Remember the phrase, "please allow five-to-six weeks for delivery? Remember coming home from school every day and asking your mother if your package had arrived yet? Your poor mom forced to break the bad news to you every afternoon that the mailman had failed once again. On the weekends you watched him slowly walking up the road; stopping at every damned house to talk to the homeowner...only to fill the box with endless parades of coupon books, bills and magazines. Bastard!


After time, you just stopped watching. It would take so damned long to get your order that you often forgot you purchased it in the first place. Then, out of nowhere, it was just there! That glorious day when it magically appeared and your long journey had finally come to fruition. Unfortunately, more times than not, it was usually anticlimactic. There it was, sitting on the table next to the front door, a small parcel with a box so beaten up it looked like it came through East Beirut. "Gee, it looked so much bigger in the catalog!"


Sometimes it took so frigging long to arrive (as 5-to-6 weeks sometimes meant 5-to-6 months), you had outgrown the toy you had spent countless hours dreaming about. Your poor mother, who had endured weeks and weeks of you pestering her like she had some kind of psychic connection to it and could give you updates to its whereabouts, is astounded that you are less than enthused about its miraculous appearance. "Aren't you going to play with your new toy? You waited weeks for it!" Meh.

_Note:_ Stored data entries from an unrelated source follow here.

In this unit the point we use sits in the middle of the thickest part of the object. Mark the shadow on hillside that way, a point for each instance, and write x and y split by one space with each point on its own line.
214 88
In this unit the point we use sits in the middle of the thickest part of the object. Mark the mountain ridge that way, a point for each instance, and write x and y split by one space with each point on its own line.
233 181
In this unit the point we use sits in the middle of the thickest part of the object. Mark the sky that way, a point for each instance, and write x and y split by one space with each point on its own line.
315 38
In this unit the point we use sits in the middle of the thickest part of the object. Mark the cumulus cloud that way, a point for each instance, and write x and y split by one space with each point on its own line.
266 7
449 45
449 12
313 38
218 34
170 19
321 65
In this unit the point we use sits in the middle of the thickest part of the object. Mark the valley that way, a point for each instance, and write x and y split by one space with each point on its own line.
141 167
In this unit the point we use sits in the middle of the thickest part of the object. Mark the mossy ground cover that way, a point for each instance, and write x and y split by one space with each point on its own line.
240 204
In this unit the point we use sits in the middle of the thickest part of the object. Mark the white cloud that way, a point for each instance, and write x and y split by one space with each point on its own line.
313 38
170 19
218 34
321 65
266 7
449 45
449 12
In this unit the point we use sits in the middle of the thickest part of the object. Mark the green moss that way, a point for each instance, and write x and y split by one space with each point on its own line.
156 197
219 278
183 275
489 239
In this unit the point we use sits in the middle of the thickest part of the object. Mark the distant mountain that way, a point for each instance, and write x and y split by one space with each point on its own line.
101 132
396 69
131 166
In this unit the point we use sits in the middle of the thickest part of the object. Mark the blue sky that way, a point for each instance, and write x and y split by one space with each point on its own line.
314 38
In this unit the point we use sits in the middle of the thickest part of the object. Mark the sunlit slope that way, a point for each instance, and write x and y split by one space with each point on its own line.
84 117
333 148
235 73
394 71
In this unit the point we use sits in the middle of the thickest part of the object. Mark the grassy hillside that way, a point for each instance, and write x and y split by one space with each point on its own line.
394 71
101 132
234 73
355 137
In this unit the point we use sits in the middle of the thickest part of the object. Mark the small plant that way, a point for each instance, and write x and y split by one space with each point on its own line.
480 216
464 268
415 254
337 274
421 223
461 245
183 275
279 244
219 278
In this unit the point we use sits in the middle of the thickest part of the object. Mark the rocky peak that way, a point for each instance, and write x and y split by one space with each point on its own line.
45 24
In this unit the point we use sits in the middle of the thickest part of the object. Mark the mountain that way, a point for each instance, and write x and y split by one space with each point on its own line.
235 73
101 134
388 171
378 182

My children now order things online and pace around the house the same way. They check the updates every hour like some magical porthole or wormhole has opened up and the truck has arrived in front of the house. As the old man on the porch yelling at kids to "stay off my lawn", I remind them of the pain and suffering we had to endure during our childhood waiting eons for our prize; not just one day. They laugh and make fun of me and tell me, "that's because dinosaurs delivered the mail when you were little." Little bastards!


Of course, who am I to scoff at their impatience? I just spent my entire morning looking out the window for the FedEx truck to deliver something I ordered THREE DAYS AGO! THREE DAYS! What the fuck is this, the stone ages?! Where the hell is my god damned package?! Fuckers! Wait, is that what I think it is? It's the truck! Shit, it just drove by the house! The tracker said it was on today's truck...where are you going?! Bastards!